Guest post by rorsun1
two groom gay wedding photo by Ludovic Bertron used by creative commons license on offbeat bride e1623095186721 alternative wedding ideas from Offbeat Wed (formerly Offbeat Bride)
Photo by Ludovic Bertron used by creative commons license

I am not a bride. I am a cisgender queer man. My partner is not a bride. He is a cisgender gay man. There is a difference between “queer” and “gay” here, but that's not my focus.

I am not a bride. I don't want to know what dress whatever website or magazine will think is “hot” on me or whatever the “hottest” trend in whatever fashion for brides is because I am not a bride.

I've found the person I want to be with forever… and it's almost as if we don't exist.

When we bought our house, the registries were for a bride and a groom. But I am not a bride. He is not a bride. We are neither brides. I loathe the idea of registering again because I don't want to have to tell people to “play around in the search” to find one of us in the wrong category. Macy's and Pier One and Crate and Barrel and Target don't understand that their registries are available in places where gay people get married.

I don't want to have to come out over and over and over again to gift registry associates in stores, to suffer through confused and judging looks simply because I'm not in some glorious mold of who should be married. Because I may decorate, but I'm also a black belt. Because he's a cook, but also handles the power tools.

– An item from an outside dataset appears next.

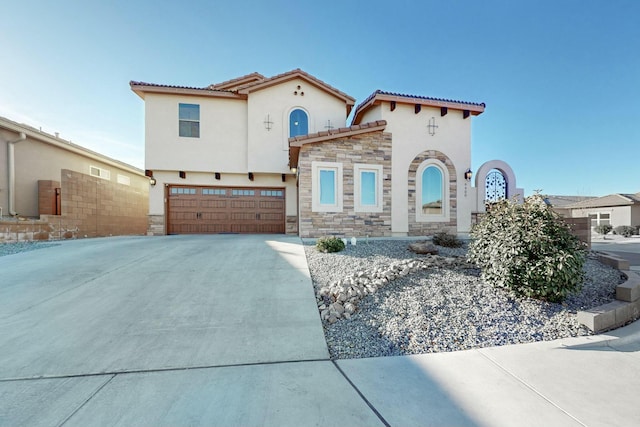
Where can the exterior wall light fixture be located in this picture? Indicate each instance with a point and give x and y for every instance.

Because we're both neither the femme nor the butch. Because we're us and delightfully both and neither of these things. Because I don't want to have to answer to who's the Bride and who's the Groom. Because I don't want this world that I've entered into to be a square hole to my round peg.

I don't want the softs and pastels and the feminine. That is neither of us. I don't want to be typecast as the Bride because I want to do the decorating and have a vision of what I want.

I don't want to have to go through extra effort to find a photographer who will be able to deal with not having a bride to pose as she's picked up by her husband, or a dress to photograph, or a “trash the dress” session because there is no dress.

And I simply don't understand why it's still stuck like this.

Because it's been eight years, EIGHT, since gay marriage became legal in my state of Massachusetts. Because, since then, five more states and DC have joined us. Because other states will be joining us in the next year. Because it's time for it to change. This whole complex, this whole industry, this whole idea of who gets married, who does the planning and who should care about it, needs to change. Because I'm just one couple in a long line of couples who don't fit the mold, even if they are heterosexual.

And I don't understand why, in a field which is stereotypically dominated by gay men in business (fashion, design, food, planning), that there is no inkling that inclusiveness should be something sought for and done quickly instead of dragged out and done hesitantly. Why there isn't a push to change everything to reflect how it is now.

I look at these wedding photographers, which is where I am now in the process, and I'm trying to suss out if they're LGBT-friendly through the pictures they take. Does their emphasis on the bride mean the photographers find the men to be unimportant? Does the lack of LGBT couples even in the background mean that they are avoiding those couples to “beautify” the shot? Does a lack of inclusiveness in the statement on the website mean that they would rather not work with LGBT couples?

And then I have moments where I say to myself, if they don't support LGBT couples, they're not worth it. They'll find they'll lose business. I'll find a business which does support me and what I'm doing. Not on the philosophical “everyone should be married to whomever they wish” level, but on the “I would be honored and love to shoot your wedding! You're such a gorgeous and happy couple!” level.

But I read about these businesses that refuse LGBT business based on their religious leanings. I hear about these horror stories of typical couples finding the right vendor.

And I freak out.

I become overwhelmed with fear. I stop looking. I eat some ice cream. I play some MarioKart. I relax my pain away with stupid frivolities until I have to open it all up again later, only to have the same thoughts, anxieties, and pressures.

Rejecting all the Bride-related propaganda is easy because it's not my propaganda. You see, I'm not a bride.

I'm not a bride, and that seems to be my problem all along.